Il dato terribile è che non è un problema di ideologia. Chiunque si arruola nella crociata della guerra, ogni volta che crediamo di essere dalla parte della luce, del bene (e tutti pensano di esserlo) in realtà stiamo solo scegliendo i modi in cui compieremo le esecuzioni.

In guerra le torture, le distruzioni trasmettono messaggi: chi viola le regole, le convenzioni internazionali che in taluni casi non hanno nemmeno firmato (ma non sono forse una astrazione, un diritto che esiste solo per chi è in pace?), fa ricorso a una violenza sproporzionata sui civili inermi, su una città crocefissa, su prigionieri che si sono arresi, in realtà fa una dichiarazione. Lascia un biglietto da visita, «ci avete attaccato, non tornerete a casa con le vostre gambe…». Oppure «ci avete traditi, vi faremo pagare il conto…».

La guerra mette a nudo il potenziale di malvagità che si annida appena sotto la superficie in ciascuno di noi. Non illudetevi.
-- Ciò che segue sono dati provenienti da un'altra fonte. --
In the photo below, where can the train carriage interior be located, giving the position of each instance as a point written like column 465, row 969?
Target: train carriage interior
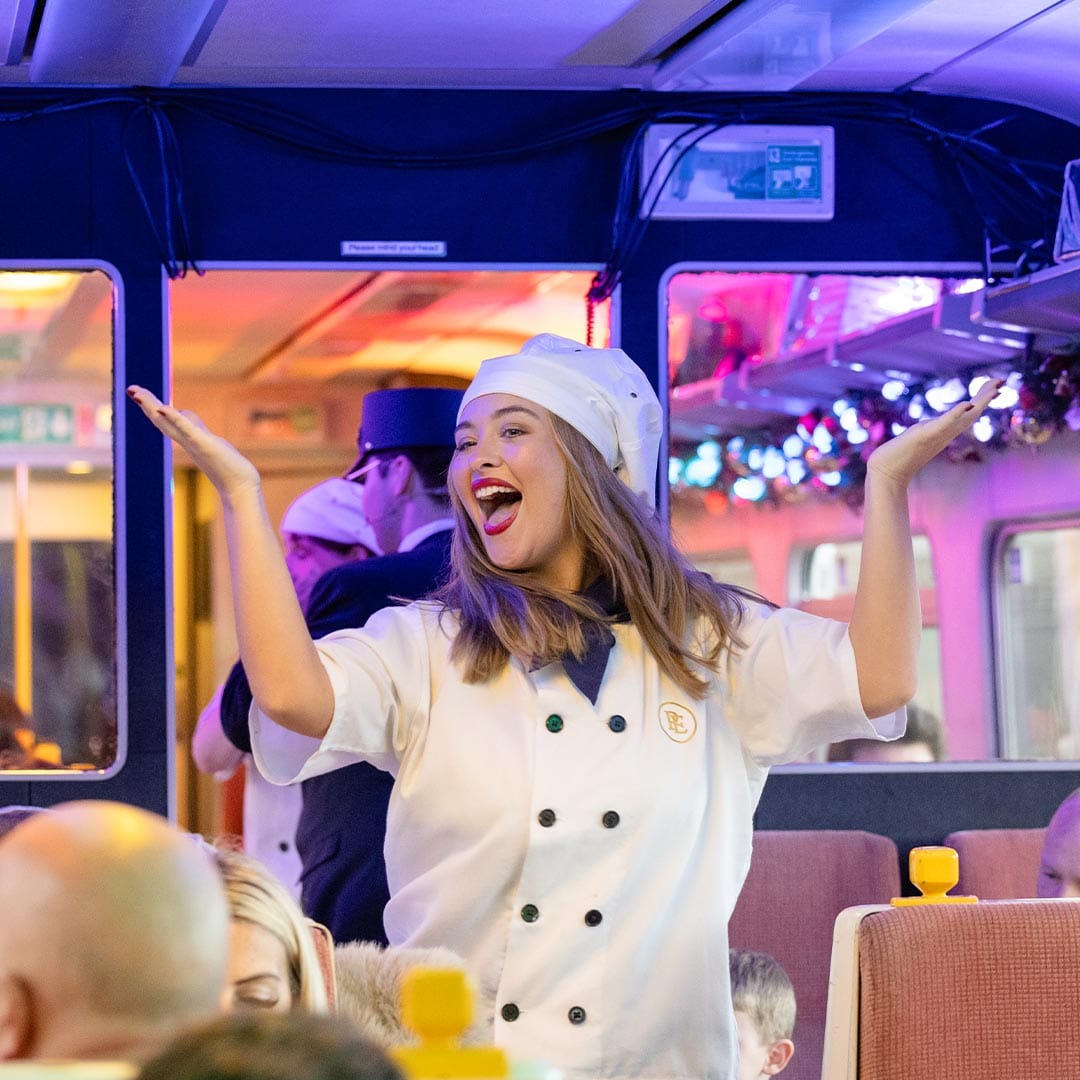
column 811, row 223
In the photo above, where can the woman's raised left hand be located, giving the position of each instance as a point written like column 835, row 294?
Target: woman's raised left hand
column 901, row 458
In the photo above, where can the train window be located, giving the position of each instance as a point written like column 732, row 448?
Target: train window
column 730, row 568
column 827, row 570
column 1037, row 636
column 57, row 598
column 779, row 383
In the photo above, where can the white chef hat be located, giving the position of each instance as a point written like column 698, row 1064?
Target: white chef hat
column 331, row 511
column 601, row 392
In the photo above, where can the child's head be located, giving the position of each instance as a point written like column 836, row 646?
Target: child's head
column 764, row 1002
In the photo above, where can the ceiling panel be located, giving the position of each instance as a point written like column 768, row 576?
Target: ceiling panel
column 451, row 34
column 1035, row 65
column 921, row 42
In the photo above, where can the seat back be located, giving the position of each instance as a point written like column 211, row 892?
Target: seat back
column 797, row 885
column 998, row 863
column 959, row 989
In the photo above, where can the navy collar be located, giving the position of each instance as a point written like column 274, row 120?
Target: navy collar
column 588, row 673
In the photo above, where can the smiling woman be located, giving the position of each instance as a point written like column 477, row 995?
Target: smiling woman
column 509, row 475
column 579, row 724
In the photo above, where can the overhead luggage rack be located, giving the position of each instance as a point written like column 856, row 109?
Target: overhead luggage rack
column 1048, row 300
column 933, row 343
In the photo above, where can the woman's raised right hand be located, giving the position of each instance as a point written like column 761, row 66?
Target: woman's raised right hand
column 224, row 466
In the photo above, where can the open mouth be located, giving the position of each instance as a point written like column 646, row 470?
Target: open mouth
column 498, row 502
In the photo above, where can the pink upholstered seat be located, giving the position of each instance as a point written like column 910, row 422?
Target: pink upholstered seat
column 998, row 863
column 985, row 990
column 798, row 882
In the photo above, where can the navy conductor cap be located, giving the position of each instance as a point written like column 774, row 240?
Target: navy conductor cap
column 413, row 417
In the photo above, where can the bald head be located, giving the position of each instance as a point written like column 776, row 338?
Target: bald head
column 1060, row 866
column 115, row 931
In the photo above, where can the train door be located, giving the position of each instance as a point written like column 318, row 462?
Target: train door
column 59, row 700
column 278, row 360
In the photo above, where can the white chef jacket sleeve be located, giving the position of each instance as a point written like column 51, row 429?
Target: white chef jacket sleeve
column 381, row 689
column 794, row 687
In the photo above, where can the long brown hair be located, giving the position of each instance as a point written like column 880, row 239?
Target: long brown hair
column 508, row 613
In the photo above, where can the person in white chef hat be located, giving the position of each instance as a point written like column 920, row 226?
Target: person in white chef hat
column 579, row 723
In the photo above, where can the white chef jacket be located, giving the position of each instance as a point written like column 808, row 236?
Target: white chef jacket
column 583, row 860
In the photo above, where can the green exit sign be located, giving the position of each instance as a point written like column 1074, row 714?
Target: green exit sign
column 37, row 424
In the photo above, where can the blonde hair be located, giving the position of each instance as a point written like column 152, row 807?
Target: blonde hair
column 508, row 613
column 761, row 989
column 255, row 895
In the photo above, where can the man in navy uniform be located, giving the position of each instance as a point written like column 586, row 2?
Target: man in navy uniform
column 405, row 441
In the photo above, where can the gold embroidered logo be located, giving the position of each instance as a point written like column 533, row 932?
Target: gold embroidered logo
column 677, row 721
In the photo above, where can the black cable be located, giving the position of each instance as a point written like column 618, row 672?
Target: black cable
column 1007, row 192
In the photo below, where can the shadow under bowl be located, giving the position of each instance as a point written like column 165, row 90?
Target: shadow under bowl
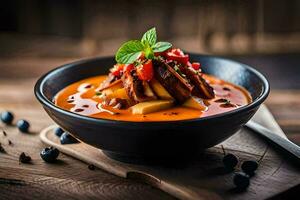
column 128, row 141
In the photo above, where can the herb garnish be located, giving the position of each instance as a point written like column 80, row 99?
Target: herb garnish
column 130, row 51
In guerra anche le persone miti ne vengono modellate. Quando ne assumono la droga anche quelli che ne sono costretti dalla violenza dell’altro, quelli che resistono, prima o poi provano esattamente ciò che provano i loro nemici compresi quelli che definiscono barbari e incivili.

È un meccanismo davvero infernale. Il nemico rappresenta sempre il Male assoluto. E quali regole volete che si debbano rispettare quando si ha a che fare con il Male? Il patriottismo spesso è una forma appena velata di esaltazione collettiva, serve a maledire la perfidia di chi ci odia e attacca, non certo a rafforzare la necessità della nostra clemenza e umanità.

E se fosse vero che i confini della personalità umana in guerra diventano così fluidi da impedirci di sapere chi siamo in realtà? Ma allora dove è la differenza, l’abisso indispensabile che deve separare le guerre delle democrazie da quelle delle tirannidi? In quello che accade dopo: aver fiducia nella giustizia che è il nostro privilegio di uomini liberi, giustizia che è stata annichilita e resa incerta dalla guerra. Le dittature premiano chi si è abbandonato alla malvagità della guerra perché vi riconoscono il suddito perfetto e coprono i suoi delitti sotto il panno della vittoria che dovrebbe cancellare tutto. Le democrazie non dimenticano, indagano, accusano, puniscono i colpevoli.

Molti hanno presentato questa guerra tra nazioni, l’eterno duello tra prepotenti e aggrediti, come una sfida tra le democrazie e l’autoritarismo. Ecco: anche dall’investigare e punire, se vere, le violenze dei propri soldati sapremo giudicare in quale delle due parti Ucraina e Russia militavano.